And yes, I do have a big UPS attached for both my TV and PC 
Being at the terminal  end of a long  streets power supply, I had both taken out during a big thunder storm (along with a other household electrical products), so I got a good UPS for the entertainment system. Spent a bit protecting  the rest of the wiring as well.


----------



## Freezer (Sep 16, 2015)

Sure, digging up an old thread, but it's current technology and geared more for today and the future.

I'm looking at what experience others experience between XFAST, Dataram RAMDisk, and Primo Ramdisk FancyCache.
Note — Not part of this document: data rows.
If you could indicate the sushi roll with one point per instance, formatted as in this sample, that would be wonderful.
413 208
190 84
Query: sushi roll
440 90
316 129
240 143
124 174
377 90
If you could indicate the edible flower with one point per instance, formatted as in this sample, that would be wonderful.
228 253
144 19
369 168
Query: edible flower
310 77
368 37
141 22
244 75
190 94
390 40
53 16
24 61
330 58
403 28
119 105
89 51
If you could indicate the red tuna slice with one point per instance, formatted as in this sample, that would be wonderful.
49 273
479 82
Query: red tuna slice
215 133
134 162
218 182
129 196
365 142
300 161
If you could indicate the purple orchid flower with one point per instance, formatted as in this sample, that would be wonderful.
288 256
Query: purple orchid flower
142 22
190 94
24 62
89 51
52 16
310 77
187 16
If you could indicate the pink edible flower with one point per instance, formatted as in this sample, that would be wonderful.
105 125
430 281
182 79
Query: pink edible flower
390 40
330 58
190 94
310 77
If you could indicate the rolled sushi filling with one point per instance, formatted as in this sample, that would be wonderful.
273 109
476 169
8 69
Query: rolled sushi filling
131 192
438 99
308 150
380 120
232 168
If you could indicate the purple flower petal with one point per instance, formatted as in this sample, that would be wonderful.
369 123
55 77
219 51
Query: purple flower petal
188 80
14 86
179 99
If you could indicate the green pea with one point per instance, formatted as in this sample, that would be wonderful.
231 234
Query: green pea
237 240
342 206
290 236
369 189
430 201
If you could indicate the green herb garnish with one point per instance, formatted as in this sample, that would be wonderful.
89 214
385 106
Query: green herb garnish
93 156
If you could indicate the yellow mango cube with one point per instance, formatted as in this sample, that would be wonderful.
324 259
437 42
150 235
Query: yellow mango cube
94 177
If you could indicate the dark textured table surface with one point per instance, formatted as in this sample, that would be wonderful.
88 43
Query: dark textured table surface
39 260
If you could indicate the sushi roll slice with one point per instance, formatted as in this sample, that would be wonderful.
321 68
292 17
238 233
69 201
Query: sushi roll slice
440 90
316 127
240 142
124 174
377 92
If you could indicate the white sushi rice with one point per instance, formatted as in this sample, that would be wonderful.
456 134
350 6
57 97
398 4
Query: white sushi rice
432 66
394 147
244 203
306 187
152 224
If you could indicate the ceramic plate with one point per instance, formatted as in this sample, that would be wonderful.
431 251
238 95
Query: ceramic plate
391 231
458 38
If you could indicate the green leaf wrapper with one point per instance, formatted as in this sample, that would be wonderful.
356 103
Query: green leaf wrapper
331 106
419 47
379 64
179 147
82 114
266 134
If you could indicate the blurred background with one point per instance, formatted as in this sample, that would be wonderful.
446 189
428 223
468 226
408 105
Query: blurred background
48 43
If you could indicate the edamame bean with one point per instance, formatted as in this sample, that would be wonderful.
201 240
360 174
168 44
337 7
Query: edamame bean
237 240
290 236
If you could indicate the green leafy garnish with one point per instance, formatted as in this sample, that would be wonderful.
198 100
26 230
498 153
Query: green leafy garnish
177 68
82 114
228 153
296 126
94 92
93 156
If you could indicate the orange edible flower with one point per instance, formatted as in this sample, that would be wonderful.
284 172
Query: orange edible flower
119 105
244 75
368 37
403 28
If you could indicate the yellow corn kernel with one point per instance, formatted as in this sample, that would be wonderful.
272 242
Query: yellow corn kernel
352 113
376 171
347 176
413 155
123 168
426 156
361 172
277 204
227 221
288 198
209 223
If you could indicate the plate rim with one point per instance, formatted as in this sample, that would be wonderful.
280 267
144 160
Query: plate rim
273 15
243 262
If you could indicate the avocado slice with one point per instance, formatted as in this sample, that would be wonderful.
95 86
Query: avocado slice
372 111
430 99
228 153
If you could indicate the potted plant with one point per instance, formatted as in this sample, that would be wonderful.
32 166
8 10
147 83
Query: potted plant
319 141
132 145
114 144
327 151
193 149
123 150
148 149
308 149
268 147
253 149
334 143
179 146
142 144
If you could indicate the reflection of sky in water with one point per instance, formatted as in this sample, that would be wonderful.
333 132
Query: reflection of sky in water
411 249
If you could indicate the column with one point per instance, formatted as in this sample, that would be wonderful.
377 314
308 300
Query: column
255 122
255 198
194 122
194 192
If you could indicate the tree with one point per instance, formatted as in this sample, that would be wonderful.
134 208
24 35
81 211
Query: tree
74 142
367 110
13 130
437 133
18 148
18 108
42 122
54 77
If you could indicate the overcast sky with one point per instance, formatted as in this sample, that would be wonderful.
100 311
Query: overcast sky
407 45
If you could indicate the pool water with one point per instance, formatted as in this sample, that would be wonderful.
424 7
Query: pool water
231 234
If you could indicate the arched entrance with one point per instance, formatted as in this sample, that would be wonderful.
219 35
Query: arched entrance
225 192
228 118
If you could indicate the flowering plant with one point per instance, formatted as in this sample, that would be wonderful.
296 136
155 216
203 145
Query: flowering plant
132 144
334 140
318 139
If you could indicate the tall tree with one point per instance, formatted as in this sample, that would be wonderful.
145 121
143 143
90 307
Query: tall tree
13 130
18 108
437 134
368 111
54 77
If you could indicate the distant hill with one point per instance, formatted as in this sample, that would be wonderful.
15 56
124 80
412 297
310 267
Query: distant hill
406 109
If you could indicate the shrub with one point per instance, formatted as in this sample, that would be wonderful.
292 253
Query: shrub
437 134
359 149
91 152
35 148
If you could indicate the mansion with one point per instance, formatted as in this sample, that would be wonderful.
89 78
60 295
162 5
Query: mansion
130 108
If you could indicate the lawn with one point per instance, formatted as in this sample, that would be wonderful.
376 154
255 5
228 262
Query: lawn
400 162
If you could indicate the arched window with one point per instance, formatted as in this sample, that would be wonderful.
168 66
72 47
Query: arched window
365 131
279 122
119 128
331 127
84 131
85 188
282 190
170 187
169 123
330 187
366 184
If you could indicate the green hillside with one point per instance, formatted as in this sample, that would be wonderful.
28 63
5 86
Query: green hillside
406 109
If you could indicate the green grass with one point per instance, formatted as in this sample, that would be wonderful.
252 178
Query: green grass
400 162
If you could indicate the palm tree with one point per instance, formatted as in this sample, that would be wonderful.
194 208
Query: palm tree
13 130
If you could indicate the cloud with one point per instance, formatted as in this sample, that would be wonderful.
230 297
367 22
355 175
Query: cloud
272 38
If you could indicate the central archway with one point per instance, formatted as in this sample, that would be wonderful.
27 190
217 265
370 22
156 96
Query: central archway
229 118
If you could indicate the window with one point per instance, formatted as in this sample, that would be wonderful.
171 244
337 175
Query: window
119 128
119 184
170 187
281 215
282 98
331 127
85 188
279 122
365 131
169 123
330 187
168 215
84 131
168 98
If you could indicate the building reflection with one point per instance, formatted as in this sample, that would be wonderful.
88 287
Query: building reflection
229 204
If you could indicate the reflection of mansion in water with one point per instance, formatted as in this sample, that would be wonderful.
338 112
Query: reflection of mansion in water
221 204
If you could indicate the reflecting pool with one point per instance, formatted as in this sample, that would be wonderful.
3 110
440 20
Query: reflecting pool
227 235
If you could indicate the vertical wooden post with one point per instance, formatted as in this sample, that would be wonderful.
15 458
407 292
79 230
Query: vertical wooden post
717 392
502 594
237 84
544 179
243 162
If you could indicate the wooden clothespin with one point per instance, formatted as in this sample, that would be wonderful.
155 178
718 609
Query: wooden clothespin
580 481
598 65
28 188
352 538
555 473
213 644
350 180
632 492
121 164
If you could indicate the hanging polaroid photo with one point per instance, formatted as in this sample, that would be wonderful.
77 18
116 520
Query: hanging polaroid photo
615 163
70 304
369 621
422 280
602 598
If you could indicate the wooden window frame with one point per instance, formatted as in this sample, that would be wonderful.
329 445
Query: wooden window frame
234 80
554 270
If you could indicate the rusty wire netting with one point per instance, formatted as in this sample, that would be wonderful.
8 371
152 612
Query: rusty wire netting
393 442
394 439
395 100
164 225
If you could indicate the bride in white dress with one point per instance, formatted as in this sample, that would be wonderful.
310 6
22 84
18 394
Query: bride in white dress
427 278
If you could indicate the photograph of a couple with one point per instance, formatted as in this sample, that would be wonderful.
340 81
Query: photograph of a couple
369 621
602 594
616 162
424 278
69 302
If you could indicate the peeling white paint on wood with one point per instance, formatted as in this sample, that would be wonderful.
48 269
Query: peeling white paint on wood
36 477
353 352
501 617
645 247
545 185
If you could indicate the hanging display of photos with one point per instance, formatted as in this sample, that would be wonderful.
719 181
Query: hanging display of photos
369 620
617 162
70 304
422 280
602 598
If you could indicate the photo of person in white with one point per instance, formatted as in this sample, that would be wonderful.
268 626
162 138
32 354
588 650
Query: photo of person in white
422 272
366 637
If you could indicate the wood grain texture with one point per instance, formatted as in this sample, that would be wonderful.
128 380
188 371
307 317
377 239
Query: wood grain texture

I see that ASUS ROG series motherboards had RAMDisk and they've included Junctions in the application.

Anyone know where I can obtain the ROG RAMDisk software?


----------



## RejZoR (Sep 16, 2015)

I've tried RAMDisk on my system with 32GB of RAM and couldn't really find any real use of it.

Personally, i'd prefer if I could make Windows cache data more agressively. Currently it's caching stuff in memory really slowly. I guess I'll have to upgrade my eBoostr license to support RAM caching as well and do it more aggressively.


----------



## Barney (Sep 16, 2015)

Freezer said:


> Sure, digging up an old thread, but it's current technology and geared more for today and the future.
> 
> I'm looking at what experience others experience between XFAST, Dataram RAMDisk, and Primo Ramdisk FancyCache. I see that ASUS ROG series motherboards had RAMDisk and they've included Junctions in the application.
> 
> Anyone know where I can obtain the ROG RAMDisk software?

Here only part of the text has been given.